The guild claims it represents about 50,000 drivers in New York City. So far it has met with a fair amount of success, leading the way on several pro-driver initiatives. It lead the charge to persuade the Taxi and Limousine commission to propose regulations that would require tipping on Uber’s app. This has for many drivers been a competitive advantage for driving with Lyft. Lyft has allowed passengers to tip for some time, while in some places, Uber still does not.
The guild has engaged in some questionable tactics though. On May 1st they attempted to organize a Lyft stoppage. Drivers who would not join were accused of being “scabs” and had rides canceled. With organizing comes the risk that the risk that power may become concentrated in the hands of only a few; however, most drivers’ experiences with the Guild have been positive so far .
Members of the machinists union had been in contact with Uber drivers for several years before the guild was formed. Uber drivers began approaching the union looking for ways to have some type of organized voice. “Thousands of drivers were coming to us, and we were building a mailing list we still have today,” Conigliaro said. The agreement struck by the guild resulted in regular meetings between members and top Uber officials in New York City. The guild originally approached Uber late in 2015 to explore what types of agreements might be possible. Currently the guild is the only organization that represents drivers through a union and is in regular contact with Uber. In addition to regular contact, the Guild has also secured due process for drivers that are banned from driving for Uber.

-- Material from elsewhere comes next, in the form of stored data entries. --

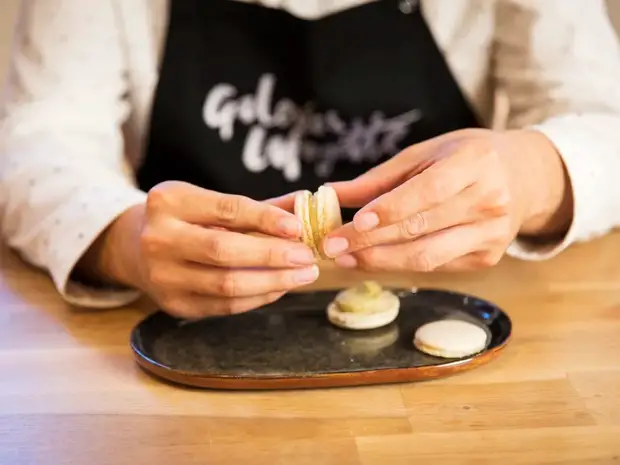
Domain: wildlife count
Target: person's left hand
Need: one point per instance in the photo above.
(454, 202)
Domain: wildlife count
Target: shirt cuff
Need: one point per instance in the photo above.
(75, 228)
(575, 139)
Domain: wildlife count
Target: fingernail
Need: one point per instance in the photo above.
(366, 222)
(290, 226)
(307, 275)
(335, 246)
(300, 256)
(346, 261)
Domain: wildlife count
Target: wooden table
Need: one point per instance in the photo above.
(70, 392)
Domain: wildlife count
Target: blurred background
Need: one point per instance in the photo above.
(8, 9)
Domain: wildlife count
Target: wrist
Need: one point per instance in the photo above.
(114, 257)
(543, 184)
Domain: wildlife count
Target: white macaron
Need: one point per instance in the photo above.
(451, 338)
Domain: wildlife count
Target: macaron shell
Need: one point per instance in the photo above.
(303, 209)
(451, 338)
(329, 215)
(362, 321)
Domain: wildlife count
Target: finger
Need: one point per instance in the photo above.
(427, 253)
(192, 306)
(285, 202)
(384, 177)
(230, 282)
(435, 185)
(473, 261)
(224, 248)
(467, 207)
(199, 206)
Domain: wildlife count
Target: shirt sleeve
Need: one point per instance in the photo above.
(558, 63)
(63, 175)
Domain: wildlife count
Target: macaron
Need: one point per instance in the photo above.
(363, 307)
(451, 338)
(319, 214)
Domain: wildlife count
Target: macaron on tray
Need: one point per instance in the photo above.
(369, 306)
(363, 334)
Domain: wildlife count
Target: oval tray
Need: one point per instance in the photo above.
(291, 344)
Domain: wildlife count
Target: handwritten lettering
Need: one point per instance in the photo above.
(284, 134)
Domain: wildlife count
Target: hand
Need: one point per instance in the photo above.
(454, 202)
(196, 252)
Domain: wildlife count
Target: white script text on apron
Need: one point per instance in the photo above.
(284, 135)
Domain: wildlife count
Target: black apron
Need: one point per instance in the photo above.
(255, 101)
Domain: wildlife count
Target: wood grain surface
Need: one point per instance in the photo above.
(71, 393)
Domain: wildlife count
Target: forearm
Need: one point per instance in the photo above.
(543, 181)
(113, 258)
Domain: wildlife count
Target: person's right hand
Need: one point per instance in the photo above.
(193, 251)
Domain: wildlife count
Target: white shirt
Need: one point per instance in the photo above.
(84, 72)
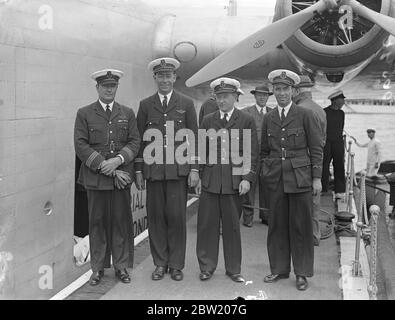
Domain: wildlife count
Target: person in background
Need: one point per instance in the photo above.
(291, 167)
(257, 111)
(107, 141)
(374, 152)
(334, 145)
(303, 97)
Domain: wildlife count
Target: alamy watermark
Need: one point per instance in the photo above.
(234, 148)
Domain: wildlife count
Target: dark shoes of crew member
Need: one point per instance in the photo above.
(96, 277)
(301, 281)
(206, 275)
(123, 275)
(275, 277)
(159, 273)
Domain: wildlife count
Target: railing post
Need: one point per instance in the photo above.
(372, 288)
(348, 171)
(351, 184)
(356, 266)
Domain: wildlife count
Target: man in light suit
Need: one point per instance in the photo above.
(224, 181)
(304, 98)
(257, 111)
(291, 168)
(167, 182)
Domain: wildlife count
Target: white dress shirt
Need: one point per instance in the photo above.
(286, 109)
(161, 97)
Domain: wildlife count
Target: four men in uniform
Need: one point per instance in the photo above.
(111, 144)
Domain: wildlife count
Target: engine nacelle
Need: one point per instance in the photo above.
(336, 42)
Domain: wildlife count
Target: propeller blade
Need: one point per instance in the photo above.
(256, 45)
(385, 22)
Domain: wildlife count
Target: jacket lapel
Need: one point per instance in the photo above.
(115, 110)
(290, 116)
(173, 101)
(275, 117)
(157, 103)
(233, 118)
(99, 110)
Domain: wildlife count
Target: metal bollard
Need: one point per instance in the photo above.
(372, 288)
(351, 183)
(348, 171)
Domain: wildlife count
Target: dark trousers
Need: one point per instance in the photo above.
(212, 208)
(334, 150)
(110, 229)
(249, 200)
(166, 211)
(290, 233)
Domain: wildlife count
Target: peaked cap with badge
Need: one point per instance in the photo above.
(107, 76)
(336, 94)
(262, 89)
(284, 76)
(163, 64)
(222, 85)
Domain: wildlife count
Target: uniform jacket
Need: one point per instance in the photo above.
(258, 118)
(291, 151)
(304, 100)
(97, 138)
(207, 107)
(219, 178)
(181, 112)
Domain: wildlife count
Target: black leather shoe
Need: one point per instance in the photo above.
(159, 273)
(205, 275)
(123, 275)
(176, 275)
(301, 283)
(275, 277)
(96, 278)
(235, 277)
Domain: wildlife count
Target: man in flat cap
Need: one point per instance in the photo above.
(107, 141)
(257, 111)
(224, 180)
(303, 97)
(374, 152)
(167, 180)
(291, 167)
(334, 145)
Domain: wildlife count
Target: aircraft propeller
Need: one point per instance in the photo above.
(269, 37)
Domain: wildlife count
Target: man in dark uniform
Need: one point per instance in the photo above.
(168, 181)
(304, 98)
(334, 146)
(224, 180)
(291, 167)
(207, 107)
(106, 140)
(257, 111)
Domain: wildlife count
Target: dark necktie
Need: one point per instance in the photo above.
(226, 118)
(108, 111)
(164, 102)
(282, 115)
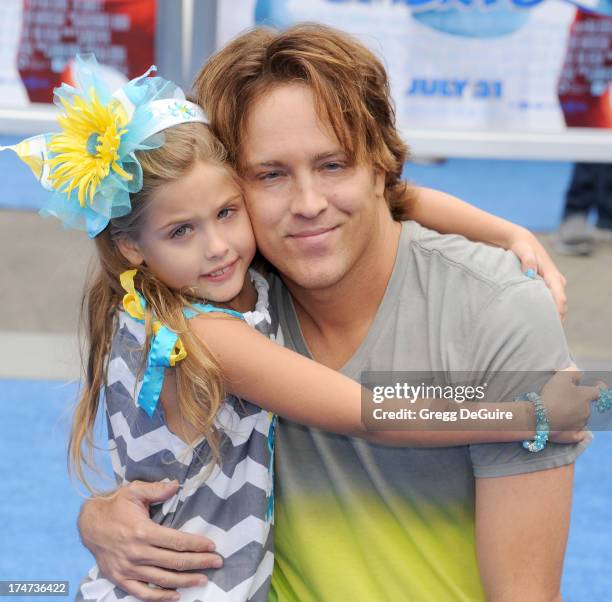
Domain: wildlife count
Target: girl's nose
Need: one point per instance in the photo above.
(216, 246)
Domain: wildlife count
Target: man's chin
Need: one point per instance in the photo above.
(318, 277)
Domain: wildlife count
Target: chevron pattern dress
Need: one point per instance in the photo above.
(231, 503)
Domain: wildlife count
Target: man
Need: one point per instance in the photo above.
(306, 117)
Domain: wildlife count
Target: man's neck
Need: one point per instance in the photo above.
(335, 320)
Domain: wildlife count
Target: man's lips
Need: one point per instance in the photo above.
(311, 233)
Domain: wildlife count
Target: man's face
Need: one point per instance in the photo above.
(314, 213)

The nature of contractor drivers makes organizing very difficult. With a high turnover rate and non-localized employment, the Guild may prove to be very important in advancing organized labor. The most important victory of the guild may be its battle to allow tipping. Originally Uber was unwilling to consider it. The Guild would not be so easily deterred, “We couldn’t go back to drivers and say, ‘The company said they’re not going to do it,” but the Guild persisted, “So we took that one issue and moved it throughout the year.” Conigliaro recalled. The Guild also advocated for minor increases in fare to pay drivers more competitive wages. Many of the issues the Guild is advocating for are changes that drivers around the country have wanted for some time. “We envision a regulated mile and minute pay” the Guild wrote in a letter in April. Many Uber drivers have found themselves in unfortunate positions where they will drive long distances to pick up passengers without knowing where their fare is headed. This has caused consternation when the passenger is only going a very short distance, not covering the time of the trip or cost of gas.
What the Guild will ultimately accomplish is speculative. However, it emerges at a time where the gig economy is becoming increasingly popular. How Uber ultimately reacts, and whether similar organizations form elsewhere remains to be seen. It is of extreme importance though, that organized labor balances the representation of drivers with what makes companies like Uber and Lyft unique. If bargains are pushed too hard, Uber may become just another taxi service in everything but name. The prevalence of drivers can make it easy to ignore the needs of drivers and simply replace them, eventually however the market will likely take abusive companies to task with or without union support.